Or as one of my EE colleagues is fond of saying, “When you look at anything close enough, it all becomes analog.”
It’s not that simple. If, due to voltage droop say, or crosstalk, your input signal rises slowly enough the output of a gate may switch later, and in some cases the wrong value will be captured at a flop being driven by that gate. We can (and do) test for gate defects having this behavior, but crosstalk can look like a gate transition fault in certain circumstances.
When I was at Bell Labs there was a famous analog expert down the hall, and he loved to say that.
I’ve wondered if a good way to achieve multi-processing with a single processor is the way it was done on the CDC 6600 PPU. The single processor ran eight threads concurrently: on cycle (8j+k) it fetched inputs, including next-instruction-counter, from register bank k — imagine each register to be one of 8 in a rotating barrel. Note that this eliminates the need for register-conflict detection which complicates high-speed processing of a single thread.
Even a good signal can have the “wrong” value if clocked at the wrong time. In some cases it doesn’t matter if it’s 0 or 1 — an action can just be delayed for a cycle — but it must not be in a “metastable” state (e.g. “½”) where, for example, it might appear as 1 to one gate, and at the same time appear as 0 to another gate, or perhaps worse, cause such a gate’s output to also be in a metastable state.
Recall IBM’s 370/158 Multi-Processor where the two CPUs used independent oscillators, and there was no known timing relationship to allow one processor to sample signals from the other processor. With careful design only a small number of signals will be of concern but those signals were clocked through about 4 DQ flip-flops in series to reduce the chance of the 4th output still being metastable to about zero.
Such problems can be addressed with asynchronous self-clocking logic. I’ve been away from circuit design for decades; did asynchronous logic ever catch on?
Its not that different to hyperthreading (like the MTA architecture does it, rather than just 2 threads like Intel’s offerings.) The difference is that you context switch every clock cycle. For the 6600 you had a fixed number of threads, and thus you got essentially virtual processors. The MTA context switched every clock cycle, but there were a variable number of threads (up to the number of register files) ready to run, so your resume time was not fixed. (A big part of the MTA’s design rationale was that there were the same number of thread register files as the number of clock cycles to get a memory cycle done. So each thread could essentially operate with no memory stalls. As always, it was the lack of compiler technology to take advantage of this that was the Achilles Heel.)
This style of coroutined threading still exists. For instance look at the XMOS XCore 200 series processors. They use it in much the same manner as Seymore did for the 6600. Each core is hardware scheduled across 8 threads. It is amusing how often you see something very much like the 6600 PP architecture in embedded processor designs.
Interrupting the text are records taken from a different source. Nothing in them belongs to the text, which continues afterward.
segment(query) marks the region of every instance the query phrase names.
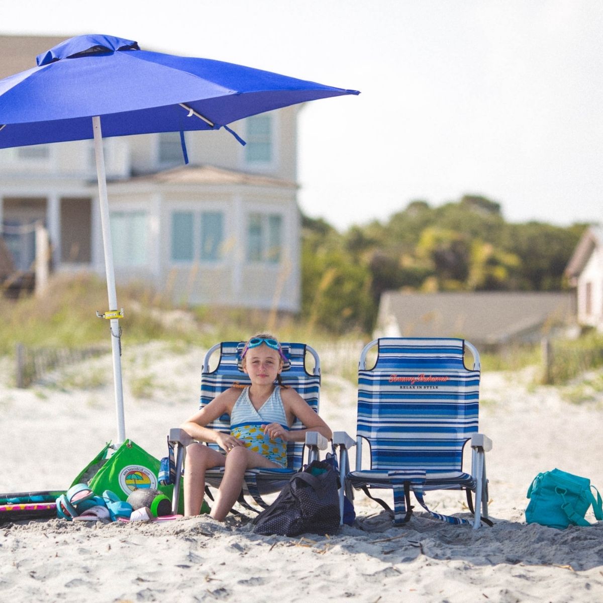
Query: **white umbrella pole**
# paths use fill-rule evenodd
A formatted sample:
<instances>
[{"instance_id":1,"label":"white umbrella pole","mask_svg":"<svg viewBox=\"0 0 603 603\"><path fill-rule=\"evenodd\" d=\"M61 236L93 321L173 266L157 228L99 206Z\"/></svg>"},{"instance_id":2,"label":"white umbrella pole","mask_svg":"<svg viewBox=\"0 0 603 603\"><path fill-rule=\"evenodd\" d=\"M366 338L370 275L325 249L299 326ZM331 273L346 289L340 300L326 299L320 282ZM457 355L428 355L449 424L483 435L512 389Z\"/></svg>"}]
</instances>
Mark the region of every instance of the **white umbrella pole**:
<instances>
[{"instance_id":1,"label":"white umbrella pole","mask_svg":"<svg viewBox=\"0 0 603 603\"><path fill-rule=\"evenodd\" d=\"M98 201L101 207L101 224L103 227L103 244L105 251L105 270L107 273L107 291L109 294L109 312L118 315L117 293L115 291L115 273L113 270L113 245L111 225L109 223L109 204L107 197L107 175L103 151L103 133L100 117L92 118L94 131L94 153L96 159L96 177L98 180ZM124 392L121 380L121 346L119 339L119 320L110 319L111 349L113 352L113 382L115 389L115 409L117 412L117 444L125 440L125 421L124 416Z\"/></svg>"}]
</instances>

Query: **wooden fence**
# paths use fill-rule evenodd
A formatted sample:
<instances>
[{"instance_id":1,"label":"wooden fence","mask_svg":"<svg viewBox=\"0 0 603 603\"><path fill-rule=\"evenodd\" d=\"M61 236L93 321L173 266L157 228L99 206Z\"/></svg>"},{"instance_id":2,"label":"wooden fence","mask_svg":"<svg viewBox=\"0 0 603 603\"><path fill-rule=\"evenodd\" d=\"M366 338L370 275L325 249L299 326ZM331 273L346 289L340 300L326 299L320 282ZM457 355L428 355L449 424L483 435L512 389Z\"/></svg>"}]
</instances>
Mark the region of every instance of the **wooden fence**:
<instances>
[{"instance_id":1,"label":"wooden fence","mask_svg":"<svg viewBox=\"0 0 603 603\"><path fill-rule=\"evenodd\" d=\"M29 387L57 367L109 353L104 346L81 349L31 348L17 343L16 350L17 387Z\"/></svg>"}]
</instances>

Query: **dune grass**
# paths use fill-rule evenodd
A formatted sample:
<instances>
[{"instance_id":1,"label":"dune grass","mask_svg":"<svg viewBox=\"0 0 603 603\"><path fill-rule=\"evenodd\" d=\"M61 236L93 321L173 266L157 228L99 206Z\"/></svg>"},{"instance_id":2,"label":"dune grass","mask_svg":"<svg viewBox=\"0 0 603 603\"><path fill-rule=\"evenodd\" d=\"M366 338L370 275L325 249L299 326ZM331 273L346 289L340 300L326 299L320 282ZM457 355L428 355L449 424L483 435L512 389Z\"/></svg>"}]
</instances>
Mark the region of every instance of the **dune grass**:
<instances>
[{"instance_id":1,"label":"dune grass","mask_svg":"<svg viewBox=\"0 0 603 603\"><path fill-rule=\"evenodd\" d=\"M336 336L314 329L290 315L276 312L200 306L186 309L167 301L148 286L118 288L124 308L120 320L122 344L161 341L174 351L190 345L209 347L220 341L244 339L260 331L274 332L283 341L305 341L317 349L323 374L357 379L358 358L373 338L367 333ZM55 275L43 297L17 300L0 298L0 356L14 356L16 346L31 348L110 349L109 321L96 316L107 309L105 282L90 275ZM484 372L520 370L542 364L540 346L510 347L497 353L481 355ZM549 382L567 384L586 371L603 367L603 336L594 332L575 341L552 344ZM151 384L137 384L144 395Z\"/></svg>"}]
</instances>

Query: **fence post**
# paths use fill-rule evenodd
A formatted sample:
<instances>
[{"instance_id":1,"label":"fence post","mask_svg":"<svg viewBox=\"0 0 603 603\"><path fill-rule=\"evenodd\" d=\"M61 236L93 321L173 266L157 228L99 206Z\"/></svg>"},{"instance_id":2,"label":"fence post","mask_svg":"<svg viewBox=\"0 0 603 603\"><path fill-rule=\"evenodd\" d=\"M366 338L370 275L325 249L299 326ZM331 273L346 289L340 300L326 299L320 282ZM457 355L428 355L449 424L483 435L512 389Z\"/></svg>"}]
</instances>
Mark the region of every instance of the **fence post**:
<instances>
[{"instance_id":1,"label":"fence post","mask_svg":"<svg viewBox=\"0 0 603 603\"><path fill-rule=\"evenodd\" d=\"M551 339L548 337L543 337L540 346L542 350L542 382L548 385L551 382L551 370L553 361L553 350Z\"/></svg>"},{"instance_id":2,"label":"fence post","mask_svg":"<svg viewBox=\"0 0 603 603\"><path fill-rule=\"evenodd\" d=\"M48 264L50 259L50 245L48 231L41 222L36 223L36 280L35 293L43 297L48 286Z\"/></svg>"},{"instance_id":3,"label":"fence post","mask_svg":"<svg viewBox=\"0 0 603 603\"><path fill-rule=\"evenodd\" d=\"M16 345L17 387L24 389L25 385L25 346L22 343Z\"/></svg>"}]
</instances>

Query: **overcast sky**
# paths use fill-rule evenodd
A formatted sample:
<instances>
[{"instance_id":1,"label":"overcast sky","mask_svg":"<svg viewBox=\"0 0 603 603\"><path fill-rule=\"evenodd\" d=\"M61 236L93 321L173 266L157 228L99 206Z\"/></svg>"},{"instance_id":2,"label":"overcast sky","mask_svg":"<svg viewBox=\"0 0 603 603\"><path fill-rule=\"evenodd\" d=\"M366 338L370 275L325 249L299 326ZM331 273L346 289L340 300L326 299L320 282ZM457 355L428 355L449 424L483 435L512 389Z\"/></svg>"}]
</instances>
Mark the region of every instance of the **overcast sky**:
<instances>
[{"instance_id":1,"label":"overcast sky","mask_svg":"<svg viewBox=\"0 0 603 603\"><path fill-rule=\"evenodd\" d=\"M601 0L5 0L0 23L361 90L300 115L302 209L340 229L467 193L603 223L602 31Z\"/></svg>"}]
</instances>

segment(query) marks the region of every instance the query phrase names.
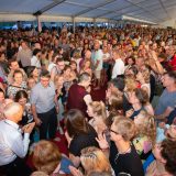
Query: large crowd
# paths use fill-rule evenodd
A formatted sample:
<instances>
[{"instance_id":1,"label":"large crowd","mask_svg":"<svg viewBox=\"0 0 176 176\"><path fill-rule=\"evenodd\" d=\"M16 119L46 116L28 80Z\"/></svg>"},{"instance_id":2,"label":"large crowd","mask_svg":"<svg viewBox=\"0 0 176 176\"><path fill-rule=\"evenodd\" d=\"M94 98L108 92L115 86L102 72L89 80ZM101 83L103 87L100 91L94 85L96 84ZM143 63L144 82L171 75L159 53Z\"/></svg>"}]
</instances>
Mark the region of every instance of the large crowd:
<instances>
[{"instance_id":1,"label":"large crowd","mask_svg":"<svg viewBox=\"0 0 176 176\"><path fill-rule=\"evenodd\" d=\"M0 31L0 173L176 176L176 31Z\"/></svg>"}]
</instances>

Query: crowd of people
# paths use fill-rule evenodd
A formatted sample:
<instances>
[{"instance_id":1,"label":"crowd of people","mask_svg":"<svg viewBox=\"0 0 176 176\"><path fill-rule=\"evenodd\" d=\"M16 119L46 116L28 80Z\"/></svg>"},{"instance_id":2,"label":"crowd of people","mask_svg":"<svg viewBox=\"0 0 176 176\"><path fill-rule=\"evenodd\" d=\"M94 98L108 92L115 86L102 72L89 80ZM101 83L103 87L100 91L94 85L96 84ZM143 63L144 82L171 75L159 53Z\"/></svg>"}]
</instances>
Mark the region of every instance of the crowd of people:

It makes a lot of sense, particularly when you have real time issues to address.
The metastable state problem is a real one, but we have tools to deal with it, so I’ve never seen it as a problem in real designs. There are good static timing analysis tools to look for problems. Long paths have buffers that serve as repeaters to make sure the signal is in good shape when it reaches its destination. Dealing with global signal paths takes a lot of work. These tools look for things like race conditions also.
The transition fault model is done with 1s and 0s, but it covers cases that would be much too painful to simulate also.
Serdes logic, used for most high speed I/O these days qualifies, I think. But I’ve seen lots of claims that internal logic would be made asynchronous, and it never pans out.
At an SRC meeting a while ago someone from HP said that they looked at this in depth, but decided that there was no good way of testing it.
Part of our verification protocol was to take some early parts, apply delay tests at increasing clock rates, and make a list of the flip-flops that failed (captured the wrong value) for each increment. Looking at common failures across samples was a very good way of finding timing problems. We found one, missed by static timing analysis, in just a day. It turned out STA missed finding a bad layout that slowed down a signal because the model for that cell was missing.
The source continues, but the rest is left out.